I do love the idea of an R-based build system and the Make-like aspects of remake are very cool. But it also illustrates how working within the R package system encourages (forces?) you to "function all the things". You will have to pry my scripts from my cold dead hands. 😁

I should learn something about Grunt ….

Answer 7 · 2015-03-19T18:50:13.000Z

Thanks for this discussion @gaborcsardi

One missing piece here is automating documentation for data. @cboettig EML package is a good eg of a tool that can help automate dataset curation in R. metadata for data is the kind of thing most people forget about but makes data reuse so much easier, and at least EML can create granular machine readable metadata files to make dataset submission to online repos easy

Answer 8 · 2015-03-19T18:51:45.000Z

Agree with @sckott , but also if the data are too large and are potentially dynamic, pointing to DOI'd snapshots (a la dataOne?) is an important thing to consider too.

Answer 9 · 2015-03-19T18:53:27.000Z

@jread-usgs In the future we should also be able to just do this with Dat. Such that the package contains a dat remote and appropriate metadata. Then a user can just dat clone when retrieving the raw data. This is planned functionality for rDat.

Answer 10 · 2015-03-19T18:55:28.000Z

@karthik excited for that to be a reality. cool.

Answer 11 · 2015-03-19T18:59:59.000Z

All good ideas. Quick comments:

I like dat very much, and of course we can have "plugins" (small R packages, really), that add various data sources, like DOIs.
If small data is polymorphic, that's fine, put it in the R package (or a separate R package by itself, and put that R package into git). So this could be a plugin, too. Obviously, less functional than dat, but sometimes this is enough.
You can document data in an R package. I understand, that this is not always flexible enough, and then you can just use an EML(-like) plugin.
I like scripts, and definitely want to keep them in the workflow. :)

Answer 12 · 2015-03-21T14:41:04.000Z

This topic/thread has sparked an interesting discussion in our office, and I wanted to bring up a point that @lawinslow made that I had missed: Often the point of packages is to abstract elements of the data processing, which is in direct conflict with the concepts of reproducible research. Of course the guts would be available in the source, but the points of emphasis may be at odds for the two concepts. The discussion about scripts vs functions that @jennybc brought up are also supporting this need. Just another thing to consider as part of the high-level discussion "R packages as reproducible research".
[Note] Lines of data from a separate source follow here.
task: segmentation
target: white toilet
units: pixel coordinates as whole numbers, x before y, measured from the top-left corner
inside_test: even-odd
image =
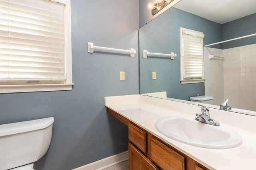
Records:
[[[0,170],[34,170],[34,162],[49,148],[54,121],[48,117],[0,125]]]
[[[198,103],[213,104],[213,97],[210,96],[198,96],[190,97],[190,101]]]

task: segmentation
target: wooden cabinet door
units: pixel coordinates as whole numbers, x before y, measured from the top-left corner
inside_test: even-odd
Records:
[[[130,170],[158,170],[148,158],[140,152],[130,143],[129,146]]]

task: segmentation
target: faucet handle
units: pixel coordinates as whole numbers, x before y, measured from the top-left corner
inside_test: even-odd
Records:
[[[201,112],[203,115],[208,115],[210,116],[210,113],[209,113],[209,109],[204,106],[203,105],[198,104],[198,106],[201,107]]]

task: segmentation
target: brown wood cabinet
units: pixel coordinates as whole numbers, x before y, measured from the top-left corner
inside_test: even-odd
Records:
[[[107,111],[128,126],[130,170],[209,170],[134,122]]]

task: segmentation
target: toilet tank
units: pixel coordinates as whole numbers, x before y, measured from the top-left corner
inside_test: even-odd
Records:
[[[32,163],[46,153],[53,117],[0,125],[0,170]]]

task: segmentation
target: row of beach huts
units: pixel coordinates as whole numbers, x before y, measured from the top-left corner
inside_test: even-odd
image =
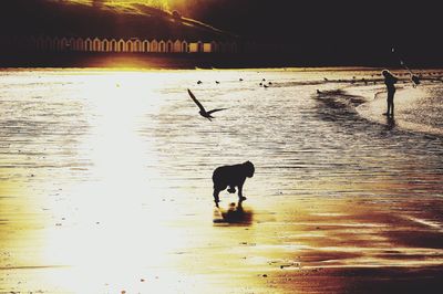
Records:
[[[107,38],[25,36],[11,40],[11,48],[41,52],[116,53],[237,53],[235,41],[143,40]]]

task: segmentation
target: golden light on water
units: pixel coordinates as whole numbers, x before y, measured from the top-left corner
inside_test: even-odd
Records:
[[[442,249],[421,241],[441,234],[426,210],[441,207],[435,160],[403,158],[401,137],[385,148],[377,127],[359,139],[337,132],[362,122],[322,117],[317,85],[290,84],[319,75],[303,74],[9,73],[0,292],[290,293],[319,276],[346,287],[343,269],[439,266]],[[264,75],[285,82],[254,88]],[[186,88],[228,109],[206,122]],[[244,211],[229,212],[227,193],[214,210],[214,168],[246,159],[257,170]]]

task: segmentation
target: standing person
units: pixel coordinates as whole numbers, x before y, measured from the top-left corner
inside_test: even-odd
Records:
[[[399,81],[390,71],[383,70],[381,74],[384,76],[384,84],[388,90],[388,111],[384,115],[394,116],[394,94],[395,83]]]

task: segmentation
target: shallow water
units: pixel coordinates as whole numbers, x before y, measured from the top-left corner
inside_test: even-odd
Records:
[[[257,273],[441,265],[443,137],[316,93],[374,73],[1,72],[0,291],[266,293]],[[228,109],[206,120],[187,88]],[[212,172],[246,160],[245,211],[218,223]]]

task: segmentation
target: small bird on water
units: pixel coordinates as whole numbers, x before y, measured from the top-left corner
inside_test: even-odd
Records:
[[[217,109],[213,109],[213,111],[206,112],[206,109],[205,109],[205,107],[203,107],[202,103],[199,103],[199,101],[194,96],[194,93],[190,92],[190,90],[187,90],[187,93],[189,94],[189,96],[194,101],[194,103],[197,104],[198,108],[200,108],[200,111],[198,113],[203,117],[205,117],[205,118],[207,118],[209,120],[213,120],[212,118],[215,118],[214,116],[212,116],[213,113],[227,109],[227,108],[217,108]]]

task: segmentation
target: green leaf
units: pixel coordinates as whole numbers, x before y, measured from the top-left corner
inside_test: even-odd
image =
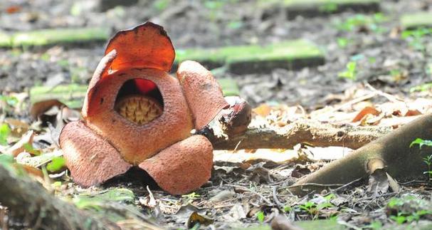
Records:
[[[58,172],[65,166],[66,162],[63,157],[53,158],[53,160],[46,165],[46,169],[51,172]]]
[[[421,149],[421,147],[423,145],[426,145],[428,147],[432,147],[432,140],[423,140],[421,138],[417,138],[414,140],[410,145],[409,147],[413,147],[414,145],[418,145],[418,148]]]
[[[6,169],[10,169],[12,164],[15,162],[14,157],[9,155],[0,154],[0,164]]]
[[[0,145],[6,145],[8,144],[7,138],[11,133],[11,128],[7,124],[0,125]]]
Answer 13 · 2015-03-21T15:25:09.000Z

@jread-usgs I was probably unclear about a lot of things. I didn't mean to say that all R packages are research.

I agree that packages are abstractions, in a sense all of programming is about making abstractions. For the concerns of the research, at any given stage (i.e. at a git commit) of the project these abstractions correspond to some specific implementations. (At least if you want to execute them, you need implementations.) And that is all you need to make the research reproducible.

As for scripts, I think they are fine. We can just put them in inst/scripts and then have our tools handle them appropriately. E.g. the "make system" should be able to run scripts, etc.

Answer 14 · 2015-03-26T19:06:23.000Z

I made some notes and put them up at https://docs.google.com/document/d/1EnQzDe1gp-j_bdg8WXZjFr9mFk2-DutgJxNZhRZQ3bU/edit?usp=sharing

Answer 15 · 2015-03-27T23:08:00.000Z

Hi all. I've just created the repository we discussed yesterday. The README can host our notes from yesterday and developing thoughts:

https://github.com/ropensci/rrrpkg

I'm about to take @hadley's notes and dump them in. I may also take a pass through, in case I can add anything. Please feel free to add more via PR or ask me if you want to be a collaborator.